Mailing List Archive: Re: About CONTINUATIONS

[REBOL] Re: About CONTINUATIONS

From: koopmans:itr:ing:nl at: 25-Feb-2002 10:10


OK, my 2 eurocents ;-)

> Ok, since you are not going to stop complaining until someone from RT makes
> a statement, I hereby do so :-).
>
> Continuations were not "removed" by us. They became a victim of a complete
> reimplementation of REBOL, by necessity. There was never an option of
> keeping continuations and still advance REBOL in the way it has happened,
> and there is still no such option.
>

What is interesting is the necessity. Speed? Features? Below you suggest that
certain features would be impossible otherwise, such as View or library.
We'd take that as the necessity for now.

> In order to understand how continuations fit into a language interpreter we
> first need to examine the different ways an interpreter can be constructed.
> There are three fundamental ways of doing this:
>
> 1) Using a Stack Machine (SM). This is what REBOL 2.x does. In a stack
> machine-based interpreter the calling path through the interpreted program
> somewhat corresponds to the calling path within the interpreter, i.e.
> whenever a function is called in the program, the interpreter also calls a
> function within the interpreter, to evaluate the function. Similarly for
> expressions etc. Recursive interpretation is handled by recursively calling
> interpreter functions, i.e. such functions have to be reentrant.
>
> This means that in an SM-based interpreter a significant portion of the
> "state" of the interpreter is kept implicitly, on the stack or in local
> variables, CPU registers etc., i.e. it is not available at the language
> level. Because of that continuations (which require all state information
> to be explicit, to allow it to be manipulated at the language level) cannot
> be implemented in a purely SM-based interpreter.
>

OTOH REBOL exposes a lot of 'external' information to be fully reflexive.
This gets you close to the point where you want to be in most cases.
Especially combined with catch/throw.

> 2) Using a Finite State Machine (FSM). This is what REBOL 1.x did. In an
> FSM-based interpreter all interpreter state is stored explicitly. The CPU
> stack is hardly used at all, and the interpreter does not recurse on
> itself.  Rather recursive evaluation is performed by extending the size of
> the state structure. This can allow the interpreter stack to become a
> first-class datatype at the language level.
>
> 3) A combination. See below.
>
> The distinction between FSM-based and SM-based systems is not unique to
> interpreters. You will find a similar distinction in other places.  For
> example in an application (top-down or event-driven, i.e. bottom-up), and
> in different pieces of operating systems (filesystem, network stack, GUI
> engine etc.), so anyone who has some non-trivial experience in software
> development should be familiar with the significance of this (and the
> problems that occur when both models "clash" in some way).
>

Well said.  But the clashing is often solvable (otherwise you wouldn't have
GUI engines, and VI ruled ;-)

> So what are the advantages and disadvantages of both methods, when applied
> to interpreters ?
>
> FSM-based interpreters tend to be more flexible. Some features, such as
> continuations, are only available in FSM-based interpreters, because they
> require explicit access to the interpreter state. Other features, such as
> threading and coroutines are much easier to implement in FSM-based
> interpreters.
>
> FSM-based interpreters integrate better with environments which are
> FSM-based as well. For instance if the OS is FSM-based, such as PalmOS,
> then having an FSM-based interpreter tends to allow better integration,
> smoother user interaction etc.
>

Yes. But better is not the same as impossible! Harder and with different
trade-offs, yes. More or less feasible, yes. Impossible, no. See below.

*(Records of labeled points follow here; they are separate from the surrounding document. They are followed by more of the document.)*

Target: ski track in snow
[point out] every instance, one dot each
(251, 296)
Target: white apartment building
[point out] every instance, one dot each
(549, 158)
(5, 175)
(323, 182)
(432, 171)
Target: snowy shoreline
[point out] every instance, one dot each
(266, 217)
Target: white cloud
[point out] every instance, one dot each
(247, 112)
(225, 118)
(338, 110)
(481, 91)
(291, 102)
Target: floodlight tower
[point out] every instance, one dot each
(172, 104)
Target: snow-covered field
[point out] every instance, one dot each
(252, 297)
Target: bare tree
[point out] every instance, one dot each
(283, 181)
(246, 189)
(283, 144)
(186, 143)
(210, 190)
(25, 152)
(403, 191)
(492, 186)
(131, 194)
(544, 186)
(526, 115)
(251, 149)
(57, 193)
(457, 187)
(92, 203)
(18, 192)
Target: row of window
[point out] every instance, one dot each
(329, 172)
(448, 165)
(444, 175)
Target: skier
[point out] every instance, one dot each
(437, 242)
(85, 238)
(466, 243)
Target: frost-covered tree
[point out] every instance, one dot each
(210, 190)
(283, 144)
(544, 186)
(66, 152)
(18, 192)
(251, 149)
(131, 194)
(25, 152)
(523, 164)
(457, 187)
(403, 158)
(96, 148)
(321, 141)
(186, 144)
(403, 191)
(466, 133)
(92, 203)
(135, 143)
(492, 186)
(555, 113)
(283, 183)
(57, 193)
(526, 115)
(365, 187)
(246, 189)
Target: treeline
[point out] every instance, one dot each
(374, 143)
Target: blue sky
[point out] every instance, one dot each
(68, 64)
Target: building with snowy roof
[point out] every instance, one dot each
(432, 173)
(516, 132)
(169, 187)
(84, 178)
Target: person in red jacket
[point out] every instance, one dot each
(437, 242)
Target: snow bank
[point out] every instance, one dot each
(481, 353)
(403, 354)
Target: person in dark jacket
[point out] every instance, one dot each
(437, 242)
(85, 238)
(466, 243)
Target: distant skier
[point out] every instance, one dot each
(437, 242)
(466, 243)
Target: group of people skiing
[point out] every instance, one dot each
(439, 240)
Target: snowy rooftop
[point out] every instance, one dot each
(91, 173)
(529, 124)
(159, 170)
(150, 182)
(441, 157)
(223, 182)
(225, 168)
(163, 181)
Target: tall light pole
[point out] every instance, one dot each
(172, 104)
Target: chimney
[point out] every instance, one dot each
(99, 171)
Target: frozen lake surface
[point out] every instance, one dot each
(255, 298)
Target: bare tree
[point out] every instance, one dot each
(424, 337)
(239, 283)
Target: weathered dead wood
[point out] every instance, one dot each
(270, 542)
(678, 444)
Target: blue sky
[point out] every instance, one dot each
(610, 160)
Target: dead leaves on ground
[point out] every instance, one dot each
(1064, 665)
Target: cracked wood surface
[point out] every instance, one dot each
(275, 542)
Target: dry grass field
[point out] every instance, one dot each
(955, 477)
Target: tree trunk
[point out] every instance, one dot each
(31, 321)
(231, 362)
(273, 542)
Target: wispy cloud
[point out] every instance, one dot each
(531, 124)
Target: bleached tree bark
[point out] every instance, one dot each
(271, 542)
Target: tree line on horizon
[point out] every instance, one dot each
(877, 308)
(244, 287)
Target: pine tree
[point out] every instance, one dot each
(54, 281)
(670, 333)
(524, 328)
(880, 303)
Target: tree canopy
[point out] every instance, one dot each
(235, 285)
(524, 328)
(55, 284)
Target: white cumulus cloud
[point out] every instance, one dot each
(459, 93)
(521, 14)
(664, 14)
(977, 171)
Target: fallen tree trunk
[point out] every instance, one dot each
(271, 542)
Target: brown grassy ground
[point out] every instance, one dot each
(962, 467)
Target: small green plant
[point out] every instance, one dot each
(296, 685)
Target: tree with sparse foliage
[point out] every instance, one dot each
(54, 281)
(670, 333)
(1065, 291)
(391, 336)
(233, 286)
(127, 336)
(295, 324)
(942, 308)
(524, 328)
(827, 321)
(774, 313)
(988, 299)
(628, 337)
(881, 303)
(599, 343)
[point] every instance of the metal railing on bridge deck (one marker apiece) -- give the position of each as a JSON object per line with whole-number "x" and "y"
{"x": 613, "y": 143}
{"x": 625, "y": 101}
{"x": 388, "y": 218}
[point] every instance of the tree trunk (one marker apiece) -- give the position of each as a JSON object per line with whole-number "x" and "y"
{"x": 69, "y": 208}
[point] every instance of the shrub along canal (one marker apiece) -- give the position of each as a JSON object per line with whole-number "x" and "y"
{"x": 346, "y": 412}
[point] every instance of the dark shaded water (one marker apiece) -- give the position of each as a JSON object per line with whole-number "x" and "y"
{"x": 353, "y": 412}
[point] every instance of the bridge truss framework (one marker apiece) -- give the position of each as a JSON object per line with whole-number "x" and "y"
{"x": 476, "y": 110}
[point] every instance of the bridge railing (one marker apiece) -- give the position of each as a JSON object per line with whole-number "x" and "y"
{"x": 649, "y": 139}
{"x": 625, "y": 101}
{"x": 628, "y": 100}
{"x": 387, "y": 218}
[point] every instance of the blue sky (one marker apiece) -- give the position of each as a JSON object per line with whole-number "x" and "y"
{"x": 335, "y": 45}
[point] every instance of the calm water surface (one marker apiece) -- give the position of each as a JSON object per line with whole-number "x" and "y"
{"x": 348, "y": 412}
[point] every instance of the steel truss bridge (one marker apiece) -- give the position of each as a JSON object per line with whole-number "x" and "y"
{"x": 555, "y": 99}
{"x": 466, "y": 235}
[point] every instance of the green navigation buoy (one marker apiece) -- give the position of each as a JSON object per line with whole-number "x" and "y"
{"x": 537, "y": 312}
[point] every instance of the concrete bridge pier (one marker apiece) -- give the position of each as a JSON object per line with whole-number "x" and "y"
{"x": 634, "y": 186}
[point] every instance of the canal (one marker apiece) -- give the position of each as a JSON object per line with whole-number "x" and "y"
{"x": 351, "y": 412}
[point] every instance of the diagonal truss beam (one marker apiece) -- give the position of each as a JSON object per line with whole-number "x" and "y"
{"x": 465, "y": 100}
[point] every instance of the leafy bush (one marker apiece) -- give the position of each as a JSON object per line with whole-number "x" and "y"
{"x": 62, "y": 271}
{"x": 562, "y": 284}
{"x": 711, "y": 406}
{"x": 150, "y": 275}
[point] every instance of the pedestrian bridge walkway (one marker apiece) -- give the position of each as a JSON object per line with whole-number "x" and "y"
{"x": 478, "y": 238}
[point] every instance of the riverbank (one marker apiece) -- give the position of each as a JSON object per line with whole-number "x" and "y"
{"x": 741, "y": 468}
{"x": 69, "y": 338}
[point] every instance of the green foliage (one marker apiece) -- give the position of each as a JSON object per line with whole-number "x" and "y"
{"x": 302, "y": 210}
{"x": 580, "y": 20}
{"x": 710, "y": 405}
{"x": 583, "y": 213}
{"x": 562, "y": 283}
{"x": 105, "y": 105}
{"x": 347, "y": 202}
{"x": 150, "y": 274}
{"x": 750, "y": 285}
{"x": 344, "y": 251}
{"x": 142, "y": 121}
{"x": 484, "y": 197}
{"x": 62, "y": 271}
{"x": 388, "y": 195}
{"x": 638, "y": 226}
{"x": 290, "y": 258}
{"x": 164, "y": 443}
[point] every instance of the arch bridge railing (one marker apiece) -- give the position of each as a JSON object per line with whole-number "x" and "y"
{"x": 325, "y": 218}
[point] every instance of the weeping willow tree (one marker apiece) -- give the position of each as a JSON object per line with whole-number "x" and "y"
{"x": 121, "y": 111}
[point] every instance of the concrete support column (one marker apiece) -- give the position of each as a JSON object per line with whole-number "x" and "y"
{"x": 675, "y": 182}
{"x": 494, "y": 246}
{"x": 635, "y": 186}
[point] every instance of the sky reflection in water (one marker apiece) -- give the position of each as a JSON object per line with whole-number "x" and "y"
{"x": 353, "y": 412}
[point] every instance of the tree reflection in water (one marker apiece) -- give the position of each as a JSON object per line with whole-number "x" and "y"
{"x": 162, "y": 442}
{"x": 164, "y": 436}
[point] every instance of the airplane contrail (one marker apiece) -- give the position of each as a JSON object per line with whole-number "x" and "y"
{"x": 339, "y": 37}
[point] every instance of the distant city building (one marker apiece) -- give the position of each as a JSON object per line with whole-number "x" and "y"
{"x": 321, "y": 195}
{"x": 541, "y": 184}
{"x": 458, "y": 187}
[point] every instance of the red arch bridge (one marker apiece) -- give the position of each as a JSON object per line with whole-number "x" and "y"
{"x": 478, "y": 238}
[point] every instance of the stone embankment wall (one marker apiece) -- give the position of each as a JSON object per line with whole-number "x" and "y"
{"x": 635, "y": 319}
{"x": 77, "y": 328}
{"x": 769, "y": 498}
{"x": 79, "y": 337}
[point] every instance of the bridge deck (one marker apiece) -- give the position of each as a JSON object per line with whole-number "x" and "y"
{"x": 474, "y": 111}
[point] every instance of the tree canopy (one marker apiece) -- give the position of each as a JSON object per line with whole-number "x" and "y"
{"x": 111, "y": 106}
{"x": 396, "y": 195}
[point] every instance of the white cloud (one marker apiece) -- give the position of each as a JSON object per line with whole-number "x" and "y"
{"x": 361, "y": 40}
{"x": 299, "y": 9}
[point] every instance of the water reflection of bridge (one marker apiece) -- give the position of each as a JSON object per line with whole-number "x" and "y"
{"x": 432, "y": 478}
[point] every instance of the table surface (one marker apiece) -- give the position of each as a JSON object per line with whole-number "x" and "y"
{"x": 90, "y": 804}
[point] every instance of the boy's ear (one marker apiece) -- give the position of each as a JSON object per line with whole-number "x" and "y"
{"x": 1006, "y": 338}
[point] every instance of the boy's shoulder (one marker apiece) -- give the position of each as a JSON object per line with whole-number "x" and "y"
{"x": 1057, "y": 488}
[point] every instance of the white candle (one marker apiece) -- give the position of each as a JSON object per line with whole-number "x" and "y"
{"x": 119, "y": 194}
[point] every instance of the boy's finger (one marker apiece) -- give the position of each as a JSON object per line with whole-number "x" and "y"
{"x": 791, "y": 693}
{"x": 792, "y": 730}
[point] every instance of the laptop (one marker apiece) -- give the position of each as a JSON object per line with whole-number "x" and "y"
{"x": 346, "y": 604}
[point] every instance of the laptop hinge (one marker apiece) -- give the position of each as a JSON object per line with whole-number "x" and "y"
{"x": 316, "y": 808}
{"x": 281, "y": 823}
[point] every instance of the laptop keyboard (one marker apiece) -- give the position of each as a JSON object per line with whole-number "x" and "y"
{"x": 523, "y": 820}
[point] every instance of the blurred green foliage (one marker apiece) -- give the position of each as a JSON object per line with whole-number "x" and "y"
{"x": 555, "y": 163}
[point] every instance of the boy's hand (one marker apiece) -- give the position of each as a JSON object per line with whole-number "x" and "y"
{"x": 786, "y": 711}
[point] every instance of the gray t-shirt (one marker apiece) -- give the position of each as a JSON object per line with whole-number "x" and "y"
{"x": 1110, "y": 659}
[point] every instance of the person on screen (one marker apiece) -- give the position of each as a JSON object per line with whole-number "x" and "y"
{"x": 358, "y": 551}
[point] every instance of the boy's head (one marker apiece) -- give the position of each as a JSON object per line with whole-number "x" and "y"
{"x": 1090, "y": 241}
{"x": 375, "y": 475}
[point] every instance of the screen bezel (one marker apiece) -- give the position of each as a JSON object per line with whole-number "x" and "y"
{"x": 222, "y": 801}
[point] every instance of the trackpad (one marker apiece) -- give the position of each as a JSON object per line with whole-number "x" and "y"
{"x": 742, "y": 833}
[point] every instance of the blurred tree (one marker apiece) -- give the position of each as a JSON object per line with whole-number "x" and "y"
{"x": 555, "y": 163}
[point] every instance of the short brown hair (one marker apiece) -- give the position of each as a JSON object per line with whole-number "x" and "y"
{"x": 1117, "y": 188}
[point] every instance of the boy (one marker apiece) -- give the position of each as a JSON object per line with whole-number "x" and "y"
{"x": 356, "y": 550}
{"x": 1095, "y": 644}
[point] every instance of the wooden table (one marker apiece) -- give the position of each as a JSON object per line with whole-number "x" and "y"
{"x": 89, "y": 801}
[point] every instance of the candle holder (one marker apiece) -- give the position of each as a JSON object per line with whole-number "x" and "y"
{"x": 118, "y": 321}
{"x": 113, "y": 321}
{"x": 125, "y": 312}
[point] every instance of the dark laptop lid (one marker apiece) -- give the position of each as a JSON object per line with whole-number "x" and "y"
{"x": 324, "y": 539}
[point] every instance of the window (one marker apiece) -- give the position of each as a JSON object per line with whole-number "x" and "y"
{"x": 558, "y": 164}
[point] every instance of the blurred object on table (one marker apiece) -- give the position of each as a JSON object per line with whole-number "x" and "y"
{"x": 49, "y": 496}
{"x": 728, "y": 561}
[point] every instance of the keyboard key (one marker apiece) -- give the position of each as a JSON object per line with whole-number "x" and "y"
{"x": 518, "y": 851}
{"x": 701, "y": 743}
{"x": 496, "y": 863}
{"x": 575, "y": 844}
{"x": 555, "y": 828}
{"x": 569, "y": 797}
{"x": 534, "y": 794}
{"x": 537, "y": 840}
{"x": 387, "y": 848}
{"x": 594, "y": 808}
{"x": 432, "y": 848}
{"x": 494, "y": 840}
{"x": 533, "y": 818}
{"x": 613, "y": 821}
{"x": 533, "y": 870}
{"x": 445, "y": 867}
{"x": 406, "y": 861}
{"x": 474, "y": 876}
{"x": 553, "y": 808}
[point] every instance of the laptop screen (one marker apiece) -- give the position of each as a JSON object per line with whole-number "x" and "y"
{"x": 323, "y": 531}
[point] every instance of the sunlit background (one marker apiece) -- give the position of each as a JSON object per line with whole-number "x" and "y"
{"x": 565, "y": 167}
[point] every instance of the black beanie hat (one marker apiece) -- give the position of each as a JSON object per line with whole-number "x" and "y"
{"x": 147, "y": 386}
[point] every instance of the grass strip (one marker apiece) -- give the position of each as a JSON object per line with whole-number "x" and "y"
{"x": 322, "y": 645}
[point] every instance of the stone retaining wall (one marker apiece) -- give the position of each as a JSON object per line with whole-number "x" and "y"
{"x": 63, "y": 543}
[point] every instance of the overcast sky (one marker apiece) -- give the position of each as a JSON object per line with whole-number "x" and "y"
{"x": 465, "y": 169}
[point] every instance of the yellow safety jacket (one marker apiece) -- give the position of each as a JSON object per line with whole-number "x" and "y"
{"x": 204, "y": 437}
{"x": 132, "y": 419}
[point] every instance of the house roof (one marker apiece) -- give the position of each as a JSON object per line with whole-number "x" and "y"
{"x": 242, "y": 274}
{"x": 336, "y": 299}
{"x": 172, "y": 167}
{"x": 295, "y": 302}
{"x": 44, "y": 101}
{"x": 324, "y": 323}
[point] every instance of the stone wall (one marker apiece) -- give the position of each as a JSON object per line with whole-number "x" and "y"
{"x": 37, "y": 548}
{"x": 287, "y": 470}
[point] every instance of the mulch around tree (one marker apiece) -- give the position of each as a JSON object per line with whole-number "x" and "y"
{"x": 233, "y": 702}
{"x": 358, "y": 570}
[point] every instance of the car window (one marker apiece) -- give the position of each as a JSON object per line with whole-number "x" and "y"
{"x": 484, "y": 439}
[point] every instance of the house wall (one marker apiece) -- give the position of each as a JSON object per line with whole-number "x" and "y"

> On the other hand SM-based interpreters integrate better with operating
> systems that are SM-based as well, which pretty much covers all modern
> operating systems, with the exception of parts of the GUI engine. In
> particular operating systems which rely heavily on a "top down with
> callbacks" model, like Windows, integrate better with SM-based
> interpreters, if those callbacks are supposed to be exposed at the language
> level in some way.
>
> FSM-based interpreters usually cannot adequately expose OS features that
> are SM-based at the language level. For instance, REBOL exposes OS library
> calls in /Pro and /Command, with callbacks in the soon-to-be-released new
> View/Pro and Command versions. This would be pretty much impossible to do
> with an FSM-based environment. To understand why, just imagine that within
> the callback a new continuation chain branches off, the main branch
> returns, through the OS function, and then the program decides to continue
> within the continuation, and finally return through the OS function again.
> Obviously that is impossible, because the stack frame of the OS function no
> longer exists. A large number of features of contemporary operating systems
> rely on a stack frame, in one way or another, i.e. exposing those features
> at the language level is only possible by interpreters which correlate
> stack frame to interpreter state. An FSM-based interpreter does not do
> that, so it cannot expose those features.
>

First, I like the soon-to-be-released part ;-)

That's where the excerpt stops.